Я подробно рассказал ему и Ольге Михайловне про чудака доктора, который сам назвал себя «старым ворчуном».

Всеволод Эмильевич хохотал и потирал руки от удовольствия. Ему страшно понравился этот оригинальный старик.

— Обязательно надо с ним познакомиться. А как он сказал про деникинцев? Полетят вверх тормашками… до положенного им срока? Ай да старик! Молодец!

Выпытав все подробности моего визита к доктору, он вдруг обратился ко мне, принимая совершенно серьезный вид:

— Но, может быть, этот окулист хотел проверить вас? Может быть, он деникинец? Когда он сказал вам «полетят вверх тормашками», вы, надеюсь, не сказали что–нибудь вроде того, что туда им и дорога?

Но я уже научился «читать улыбки» Всеволода Эмильевича даже тогда, когда он «принимал серьезный вид». Поэтому ответил также совершенно серьезно: «Нет, что вы, Всеволод Эмильевич, я, конечно, промолчал».

Но Всеволод Эмильевич сразу разгадал, что на этот раз я все понял, и засмеялся своим заразительным смехом.

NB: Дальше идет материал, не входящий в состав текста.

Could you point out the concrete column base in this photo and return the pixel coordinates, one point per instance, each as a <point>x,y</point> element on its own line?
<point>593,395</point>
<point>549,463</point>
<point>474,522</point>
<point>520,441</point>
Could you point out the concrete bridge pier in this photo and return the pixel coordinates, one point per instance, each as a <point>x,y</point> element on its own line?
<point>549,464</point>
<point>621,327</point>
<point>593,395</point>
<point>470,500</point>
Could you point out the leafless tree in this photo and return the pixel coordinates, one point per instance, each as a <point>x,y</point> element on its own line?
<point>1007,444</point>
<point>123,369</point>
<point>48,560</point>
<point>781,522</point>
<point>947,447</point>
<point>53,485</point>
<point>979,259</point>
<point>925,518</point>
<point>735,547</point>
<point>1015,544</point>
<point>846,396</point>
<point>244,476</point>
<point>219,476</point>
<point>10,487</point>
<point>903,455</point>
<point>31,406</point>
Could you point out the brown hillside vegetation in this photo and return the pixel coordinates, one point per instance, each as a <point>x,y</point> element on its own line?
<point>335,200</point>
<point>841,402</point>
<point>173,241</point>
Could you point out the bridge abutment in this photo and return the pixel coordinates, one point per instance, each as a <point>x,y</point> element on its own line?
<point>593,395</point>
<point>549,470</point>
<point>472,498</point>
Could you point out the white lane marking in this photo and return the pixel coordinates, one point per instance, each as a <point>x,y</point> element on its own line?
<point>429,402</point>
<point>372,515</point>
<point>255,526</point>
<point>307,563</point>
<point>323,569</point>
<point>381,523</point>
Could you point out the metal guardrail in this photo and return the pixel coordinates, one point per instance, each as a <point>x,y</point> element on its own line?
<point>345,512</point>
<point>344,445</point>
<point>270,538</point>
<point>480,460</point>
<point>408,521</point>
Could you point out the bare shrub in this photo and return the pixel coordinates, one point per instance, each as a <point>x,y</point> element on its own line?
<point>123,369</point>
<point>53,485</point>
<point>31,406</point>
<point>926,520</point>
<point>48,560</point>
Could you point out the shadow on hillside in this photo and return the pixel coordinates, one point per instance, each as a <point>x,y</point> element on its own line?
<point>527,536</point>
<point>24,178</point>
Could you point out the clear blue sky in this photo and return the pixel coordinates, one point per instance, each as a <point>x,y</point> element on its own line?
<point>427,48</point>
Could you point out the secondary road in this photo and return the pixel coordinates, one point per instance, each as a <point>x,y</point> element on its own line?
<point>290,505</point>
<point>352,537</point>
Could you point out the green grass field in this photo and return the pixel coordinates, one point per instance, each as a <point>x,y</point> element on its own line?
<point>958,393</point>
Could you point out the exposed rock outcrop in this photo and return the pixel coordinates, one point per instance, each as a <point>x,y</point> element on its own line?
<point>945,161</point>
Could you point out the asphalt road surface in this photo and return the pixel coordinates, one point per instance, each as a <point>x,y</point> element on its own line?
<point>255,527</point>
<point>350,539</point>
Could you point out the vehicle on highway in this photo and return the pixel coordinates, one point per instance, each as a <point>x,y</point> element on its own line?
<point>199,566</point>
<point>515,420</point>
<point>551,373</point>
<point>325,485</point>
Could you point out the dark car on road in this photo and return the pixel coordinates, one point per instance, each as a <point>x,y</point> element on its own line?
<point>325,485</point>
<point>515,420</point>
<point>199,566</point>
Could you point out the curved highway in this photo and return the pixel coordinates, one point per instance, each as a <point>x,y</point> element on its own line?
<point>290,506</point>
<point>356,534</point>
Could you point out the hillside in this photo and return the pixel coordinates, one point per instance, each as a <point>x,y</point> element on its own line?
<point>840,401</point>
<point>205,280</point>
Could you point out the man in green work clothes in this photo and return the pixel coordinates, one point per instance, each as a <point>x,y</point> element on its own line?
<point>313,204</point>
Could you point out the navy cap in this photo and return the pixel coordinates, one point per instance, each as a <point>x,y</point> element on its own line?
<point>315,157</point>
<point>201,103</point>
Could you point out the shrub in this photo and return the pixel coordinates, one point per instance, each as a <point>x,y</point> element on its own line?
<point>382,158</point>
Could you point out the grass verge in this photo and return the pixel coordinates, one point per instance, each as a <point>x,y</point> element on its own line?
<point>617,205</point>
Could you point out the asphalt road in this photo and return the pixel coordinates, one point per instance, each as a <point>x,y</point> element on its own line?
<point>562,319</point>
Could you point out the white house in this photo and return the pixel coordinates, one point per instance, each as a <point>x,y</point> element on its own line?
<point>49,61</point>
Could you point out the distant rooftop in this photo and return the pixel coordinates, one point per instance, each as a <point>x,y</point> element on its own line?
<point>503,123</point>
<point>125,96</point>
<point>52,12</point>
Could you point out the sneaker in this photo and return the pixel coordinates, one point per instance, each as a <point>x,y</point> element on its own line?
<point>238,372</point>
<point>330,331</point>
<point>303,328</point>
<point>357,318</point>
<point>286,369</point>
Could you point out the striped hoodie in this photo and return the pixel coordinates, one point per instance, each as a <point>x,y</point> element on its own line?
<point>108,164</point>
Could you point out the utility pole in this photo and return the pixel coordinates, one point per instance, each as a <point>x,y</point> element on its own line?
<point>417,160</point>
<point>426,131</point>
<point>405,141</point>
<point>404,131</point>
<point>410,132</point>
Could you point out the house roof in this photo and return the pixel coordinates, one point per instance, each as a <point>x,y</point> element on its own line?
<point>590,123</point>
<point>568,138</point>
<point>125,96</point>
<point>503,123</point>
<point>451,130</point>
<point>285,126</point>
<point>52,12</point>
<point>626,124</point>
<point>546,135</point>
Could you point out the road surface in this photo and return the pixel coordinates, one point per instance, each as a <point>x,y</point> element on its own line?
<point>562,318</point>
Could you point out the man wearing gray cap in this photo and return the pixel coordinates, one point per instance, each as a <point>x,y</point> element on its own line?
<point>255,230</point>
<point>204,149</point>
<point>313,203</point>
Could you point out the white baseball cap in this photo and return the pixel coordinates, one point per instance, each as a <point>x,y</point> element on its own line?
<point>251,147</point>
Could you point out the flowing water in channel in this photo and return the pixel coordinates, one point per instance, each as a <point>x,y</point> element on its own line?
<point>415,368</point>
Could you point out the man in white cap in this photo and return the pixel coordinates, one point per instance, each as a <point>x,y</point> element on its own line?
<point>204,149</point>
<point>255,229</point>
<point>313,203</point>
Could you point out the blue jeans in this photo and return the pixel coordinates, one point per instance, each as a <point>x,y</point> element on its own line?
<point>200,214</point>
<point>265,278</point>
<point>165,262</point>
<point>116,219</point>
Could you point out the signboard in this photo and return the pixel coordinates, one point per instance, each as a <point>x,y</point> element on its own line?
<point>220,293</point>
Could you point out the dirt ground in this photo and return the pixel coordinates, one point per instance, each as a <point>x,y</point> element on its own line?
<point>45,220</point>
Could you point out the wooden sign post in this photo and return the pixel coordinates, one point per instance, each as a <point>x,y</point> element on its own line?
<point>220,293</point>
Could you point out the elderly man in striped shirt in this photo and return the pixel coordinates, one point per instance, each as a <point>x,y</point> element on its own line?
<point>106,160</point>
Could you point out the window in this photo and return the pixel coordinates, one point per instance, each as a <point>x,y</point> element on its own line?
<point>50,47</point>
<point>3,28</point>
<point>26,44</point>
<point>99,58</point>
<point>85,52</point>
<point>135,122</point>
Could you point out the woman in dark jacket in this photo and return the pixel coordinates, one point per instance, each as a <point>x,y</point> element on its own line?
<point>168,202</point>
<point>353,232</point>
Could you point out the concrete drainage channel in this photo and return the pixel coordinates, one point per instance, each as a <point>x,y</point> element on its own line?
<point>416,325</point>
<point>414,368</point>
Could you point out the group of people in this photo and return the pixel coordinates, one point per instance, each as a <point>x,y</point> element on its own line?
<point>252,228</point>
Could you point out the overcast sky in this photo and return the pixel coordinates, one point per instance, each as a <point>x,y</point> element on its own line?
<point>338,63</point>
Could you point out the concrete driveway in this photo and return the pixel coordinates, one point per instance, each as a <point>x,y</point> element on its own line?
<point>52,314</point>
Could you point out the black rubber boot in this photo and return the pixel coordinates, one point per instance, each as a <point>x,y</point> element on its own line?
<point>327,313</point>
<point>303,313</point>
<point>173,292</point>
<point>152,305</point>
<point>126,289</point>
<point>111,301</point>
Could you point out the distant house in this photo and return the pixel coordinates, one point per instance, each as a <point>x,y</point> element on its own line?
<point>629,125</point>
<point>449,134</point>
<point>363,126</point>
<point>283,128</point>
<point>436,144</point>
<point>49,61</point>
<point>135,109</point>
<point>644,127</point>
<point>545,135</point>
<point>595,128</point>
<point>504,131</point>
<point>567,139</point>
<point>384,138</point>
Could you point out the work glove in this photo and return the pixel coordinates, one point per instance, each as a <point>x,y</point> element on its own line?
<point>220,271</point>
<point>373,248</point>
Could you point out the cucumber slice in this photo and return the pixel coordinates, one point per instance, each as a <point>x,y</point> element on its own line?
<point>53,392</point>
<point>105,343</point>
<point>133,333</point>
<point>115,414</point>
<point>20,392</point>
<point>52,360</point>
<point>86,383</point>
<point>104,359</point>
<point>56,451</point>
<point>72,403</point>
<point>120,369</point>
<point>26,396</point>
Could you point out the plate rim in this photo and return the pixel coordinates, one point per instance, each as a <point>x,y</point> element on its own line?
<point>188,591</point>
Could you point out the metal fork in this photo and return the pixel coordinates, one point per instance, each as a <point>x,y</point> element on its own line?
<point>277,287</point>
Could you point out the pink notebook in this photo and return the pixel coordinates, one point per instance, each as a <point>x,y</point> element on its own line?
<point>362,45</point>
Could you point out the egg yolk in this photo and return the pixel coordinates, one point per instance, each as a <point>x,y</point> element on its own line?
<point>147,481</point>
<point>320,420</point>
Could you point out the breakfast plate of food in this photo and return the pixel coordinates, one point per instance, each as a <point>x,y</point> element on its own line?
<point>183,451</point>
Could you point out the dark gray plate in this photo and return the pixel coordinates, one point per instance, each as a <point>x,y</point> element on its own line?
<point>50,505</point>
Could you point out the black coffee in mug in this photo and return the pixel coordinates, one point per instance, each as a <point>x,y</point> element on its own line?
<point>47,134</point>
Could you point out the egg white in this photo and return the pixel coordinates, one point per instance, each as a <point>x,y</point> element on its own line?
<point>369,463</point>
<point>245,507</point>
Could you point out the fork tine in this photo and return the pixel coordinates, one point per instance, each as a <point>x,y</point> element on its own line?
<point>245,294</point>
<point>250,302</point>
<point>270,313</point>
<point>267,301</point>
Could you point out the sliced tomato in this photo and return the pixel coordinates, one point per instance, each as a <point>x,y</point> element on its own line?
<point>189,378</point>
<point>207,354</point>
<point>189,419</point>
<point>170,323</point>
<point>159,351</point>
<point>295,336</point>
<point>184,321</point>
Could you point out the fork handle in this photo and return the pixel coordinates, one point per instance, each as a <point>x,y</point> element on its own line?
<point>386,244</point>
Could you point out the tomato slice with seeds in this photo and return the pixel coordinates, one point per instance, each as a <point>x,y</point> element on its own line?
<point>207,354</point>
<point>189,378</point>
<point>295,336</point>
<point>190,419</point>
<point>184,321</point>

После обеда Всеволод Эмильевич проводил меня до воинского присутствия. Теперь я уже чувствовал себя «хозяином положения» и с легкостью игрока, уверенного в выигрыше, сдал свой паспорт столь страшному для меня еще вчера писарю Петрову и оформил все свои бумаги «призывника».

Через неделю я должен был проходить комиссию. Накануне комиссии я провёл почти целый день у Всеволода Эмильевича.

Перед самым моим уходом домой к Алперсу Всеволод Эмильевич озабоченно спрашивает:

— А вы не подумали о том, что комиссия, забраковав вас по зрению, может признать годным к нестроевой, то есть сделать таким же писарем, как знакомый вам Петров?

Видя мою растерянность, он рассмеялся:

— Не беспокойтесь, я узнал, как это все у них происходит, Борис Алперс мне помог. Вам мы ничего не говорили, пока не узнали наверняка. Вот что вам надлежит делать. После решения комиссии о вашей непригодности к строевой службе, до оформления так называемого «белого билета», один из писарей спросит вас о вашем образовании. Если вы чистосердечно ответите «университетское», то вас так же чистосердечно возьмут в писаря. Если же вы им скажете, что окончили два или три класса гимназии, то вас пошлют ко всем чертям, то есть выдадут «белый билет».